Elizabeth nodded, too shaky to say anything back. Finally she was able to walk on.
The rest of the way seemed like a dream. The woods were beautiful and she knew why it was called the Golden Wood; the leaves on the trees were turning gold instead of the normal red, yellow, and orange of autumn, but then again were these woods truly normal?
She hardly noticed when Haldir directed her to a turn on the path or in the direction of the city when there was a cross-section. She came back to reality when she saw the most beautiful flowers. Some were a yellow and others were a soft pale colour.
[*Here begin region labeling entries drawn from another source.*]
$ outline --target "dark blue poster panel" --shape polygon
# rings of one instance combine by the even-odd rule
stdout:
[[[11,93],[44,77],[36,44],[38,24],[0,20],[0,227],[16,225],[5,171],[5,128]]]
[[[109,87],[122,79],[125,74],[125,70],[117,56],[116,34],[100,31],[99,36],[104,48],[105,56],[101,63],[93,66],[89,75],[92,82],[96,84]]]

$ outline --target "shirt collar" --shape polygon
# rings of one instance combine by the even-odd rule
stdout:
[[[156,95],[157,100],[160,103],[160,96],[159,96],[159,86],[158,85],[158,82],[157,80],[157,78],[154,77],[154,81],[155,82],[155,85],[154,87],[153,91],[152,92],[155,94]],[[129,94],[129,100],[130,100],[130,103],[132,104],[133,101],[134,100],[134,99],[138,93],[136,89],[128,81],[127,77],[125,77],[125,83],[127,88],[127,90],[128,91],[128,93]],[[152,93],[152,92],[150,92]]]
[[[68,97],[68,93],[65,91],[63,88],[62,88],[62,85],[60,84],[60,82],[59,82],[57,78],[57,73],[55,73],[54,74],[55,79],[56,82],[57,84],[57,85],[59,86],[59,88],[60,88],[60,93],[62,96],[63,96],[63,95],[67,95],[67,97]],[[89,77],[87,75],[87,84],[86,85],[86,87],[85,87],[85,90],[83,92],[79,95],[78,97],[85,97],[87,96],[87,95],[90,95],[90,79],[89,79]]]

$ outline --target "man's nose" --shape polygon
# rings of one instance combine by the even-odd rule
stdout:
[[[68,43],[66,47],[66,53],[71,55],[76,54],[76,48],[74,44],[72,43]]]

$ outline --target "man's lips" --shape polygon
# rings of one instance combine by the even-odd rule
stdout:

“We arrive at Cerin Amroth,” Haldir said softly. “The yellow flowers you see are elanor and the others are niphredil.”
“They’re beautiful,” whispered Elizabeth.
“Come,” said Haldir and he directed her to a high flet.
When she reached the top she was as breathless as if she had just run a long race. Haldir turned her south and at a first glance she saw what seemed like an ominous shadow. “That is Southern Mirkwood, but come now, and we shall go to Caras Galadhon.”
They walked for what seemed to Elizabeth, an eternity, and she had to stop several times. A few times the cough caught up to her before they finally reached a white bridge and the gates on the other side.
Their arrival must have been anticipated for they opened before Haldir had a chance to knock. She was glad to because the sun was a little more than halfway across the sky and she hadn’t had breakfast. She was also nervous, she now trusted Haldir enough to follow him to his home city, but what would the others be like? Would she trust them?
Haldir led her up stairs and through a maze of paths before they came to a wide lawn. It was lit with silver lanterns and a fountain stood in center. On the southern side towered a tall tree. As they approached Elizabeth noticed a ladder that led up.
One of three Elves stationed near stood and blew once from a horn. Three answering blows came from above. “Now we shall ascend and you shall meet the Lord Celeborn and the Lady Galadriel. It is high and you will be permitted to rest on the way up,” said Haldir.
After she passed a few flets Elizabeth had to pause. She didn’t want to hang there and hunger drove her forward so she continued up.
It seemed an eternity by the time she reached the top. Most of the Elves had seemed friendly but on the flet before, an Elf girl gave her a glare full of such hatred Elizabeth thought it couldn’t belong to one from a race that was as fair as the Elves.
She reached the top flet and managed to keep a cough stifled that had been nagging her for some time.
Before her were the Lord and Lady. Both were tall and silent though not one was taller than the other. The Lord had shining silver hair while the Lady had hair that was much fairer than gold.
“Welcome Elizabeth Trigg,” said the Lord. “Your arrival, though last minute, was not unexpected.”